Problem
After solving an eigenvalue problem symbolically I ran into an issue. For an eigenvalue with algebraic multiplicity three I found the following basis that spans the corresponding complex eigenspace
$$v_1=\begin{pmatrix}-(1-z_2^2)\\0\\z_2(1-z_3^2)\\1-z_3^2\\-z_3(1-z_2^2)\\0\end{pmatrix},\hspace{5ex} v_2=\begin{pmatrix}z_3(1-z_1^2)\\-(1-z_3^2)\\0\\0\\1-z_1^2\\-z_1(1-z_3^2)\end{pmatrix},\hspace{5ex} v_3=\begin{pmatrix}0\\z_1(1-z_2^2)\\-(1-z_1^2)\\-z_2(1-z_1^2)\\0\\1-z_2^2\end{pmatrix}$$
where $z_1,z_2,z_3\in\mathbb{C}$ and $|z_1|=|z_2|=|z_3|=1$.
Now, I want to find an orthogonal (not necessarily orthonormal) basis. The difficulty here is that it should only contain polynomials in the $z_i$ (negative powers are also allowed). Hence, the canonical approach using the Gram-Schmidt process doesn't work here. Additionally, the expressions for the orthogonal vectors should be as small as possible (sorry for my inability to phrase it more concisely).
Status
First of all, I'm not studying Math so I struggle finding a strategy to solve this problem. After researching on the internet for a week I stumbled across the concept of modules over polynomial rings so I'm hoping that I'm using the correct terminology in my question.
To demonstrate my thought process I want to show that $v_1$ and $v_2$ are not orthogonal: $$v_1\cdot v_2^*=-(1-z_2^2)z_3^{-1}(1-z_1^{-2})-z_3(1-z_2^2)(1-z_1^{-2})\neq0$$ Note that due to the fact that the $z_i$ have unit magnitude their complex conjugate can be written as their inverse ($(z_i^n)^*=z_i^{-n}$).
As a next step I tried to build the orthogonal basis $\{e_1,e_2,e_3\}$ from my original basis $\{v_1,v_2,v_3\}$ using a linear combination of the latter \begin{align*} e_1 &= p_1 v_1 + q_1 v_2 + r_1 v_3\\ e_2 &= p_2 v_1 + q_2 v_2 + r_2 v_3\\ e_3 &= p_3 v_1 + q_3 v_2 + r_3 v_3 \end{align*} where $p_i,q_i,r_i$ are polynomial in $z_1,z_2,z_3$ (also allowing negative exponents), e.g. $p_1=1+z_2^2-z_1^{-1}$.
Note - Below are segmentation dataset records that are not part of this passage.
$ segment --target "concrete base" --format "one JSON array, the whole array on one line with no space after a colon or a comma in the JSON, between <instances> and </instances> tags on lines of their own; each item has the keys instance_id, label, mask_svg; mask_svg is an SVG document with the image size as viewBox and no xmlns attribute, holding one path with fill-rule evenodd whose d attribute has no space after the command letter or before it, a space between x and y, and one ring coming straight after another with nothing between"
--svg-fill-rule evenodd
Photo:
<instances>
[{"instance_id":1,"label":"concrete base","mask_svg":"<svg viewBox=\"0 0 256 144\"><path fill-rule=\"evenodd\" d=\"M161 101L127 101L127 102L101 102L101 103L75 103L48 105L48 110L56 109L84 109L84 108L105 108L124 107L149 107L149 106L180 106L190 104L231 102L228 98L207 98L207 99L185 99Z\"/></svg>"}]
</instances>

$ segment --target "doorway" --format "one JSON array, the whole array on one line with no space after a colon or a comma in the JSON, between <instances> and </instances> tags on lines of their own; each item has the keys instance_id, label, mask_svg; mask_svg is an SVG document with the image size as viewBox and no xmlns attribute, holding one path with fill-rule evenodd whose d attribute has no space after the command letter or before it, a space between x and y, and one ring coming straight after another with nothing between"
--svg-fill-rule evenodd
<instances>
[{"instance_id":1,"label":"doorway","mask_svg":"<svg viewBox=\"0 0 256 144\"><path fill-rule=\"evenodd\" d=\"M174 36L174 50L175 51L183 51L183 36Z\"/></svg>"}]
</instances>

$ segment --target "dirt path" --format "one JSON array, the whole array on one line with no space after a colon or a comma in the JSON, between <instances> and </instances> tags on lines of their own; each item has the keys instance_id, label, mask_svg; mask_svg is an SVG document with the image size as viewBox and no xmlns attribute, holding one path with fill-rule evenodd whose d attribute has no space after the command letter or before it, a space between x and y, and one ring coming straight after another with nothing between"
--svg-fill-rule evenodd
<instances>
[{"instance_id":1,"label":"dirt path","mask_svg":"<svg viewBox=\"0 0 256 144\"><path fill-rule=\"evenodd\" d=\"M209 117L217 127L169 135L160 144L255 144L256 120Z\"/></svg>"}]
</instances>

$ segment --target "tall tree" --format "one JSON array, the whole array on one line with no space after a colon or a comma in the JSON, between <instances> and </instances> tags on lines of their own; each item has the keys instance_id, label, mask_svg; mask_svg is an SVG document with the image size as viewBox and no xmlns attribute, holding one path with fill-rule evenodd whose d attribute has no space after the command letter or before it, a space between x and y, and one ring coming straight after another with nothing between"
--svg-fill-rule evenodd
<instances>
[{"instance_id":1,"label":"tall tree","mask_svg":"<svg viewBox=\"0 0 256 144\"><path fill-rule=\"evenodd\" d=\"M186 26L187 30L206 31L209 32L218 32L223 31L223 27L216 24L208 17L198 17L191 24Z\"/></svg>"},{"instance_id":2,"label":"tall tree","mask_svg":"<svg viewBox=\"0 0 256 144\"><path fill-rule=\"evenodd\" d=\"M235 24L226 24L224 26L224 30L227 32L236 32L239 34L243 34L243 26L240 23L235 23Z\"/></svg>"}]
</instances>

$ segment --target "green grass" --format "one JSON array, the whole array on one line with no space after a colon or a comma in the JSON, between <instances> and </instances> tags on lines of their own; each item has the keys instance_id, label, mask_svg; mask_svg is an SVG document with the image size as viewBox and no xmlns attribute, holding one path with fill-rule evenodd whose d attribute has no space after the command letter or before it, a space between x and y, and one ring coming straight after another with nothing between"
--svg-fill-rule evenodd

Following this approach I tried different relationships between $p_i,q_i,r_i$ to utilize the symmetries in $\{v_1,v_2,v_3\}$. All of my ideas ended up in rather lengthy equations that I couldn't solve.
Thanks in advance for any advice guiding me in the correct direction or proofing to me that such a basis does not exist! I'm happy to give more information about my problem!
The Gram-Scmidt procedure reursively takes a set of linearly inedpendent vectors $$\{v_1, ...,v_k,v_{k+1} \}$$ of which the first $k$ vectors have been constructed to be orthogonal and defines $$v_{k+1}'=v_{k+1}-\frac{v_{k+1}\bullet v_1}{v_1 \bullet v_1}v_1-...-\frac{v_{k+1}\bullet v_k}{v_k \bullet v_k}v_k$$,which produces an orthogonal set$$\{v_1, ...,v_k,v_{k+1}' \}$$ Modify the formula for $v_{k+1}'$ by multipling the right side by the product of all the $v_i \bullet v_i$ for $1 \le i \le k$. You will still have an orthogonal set of vectors but there won't be any undefined division.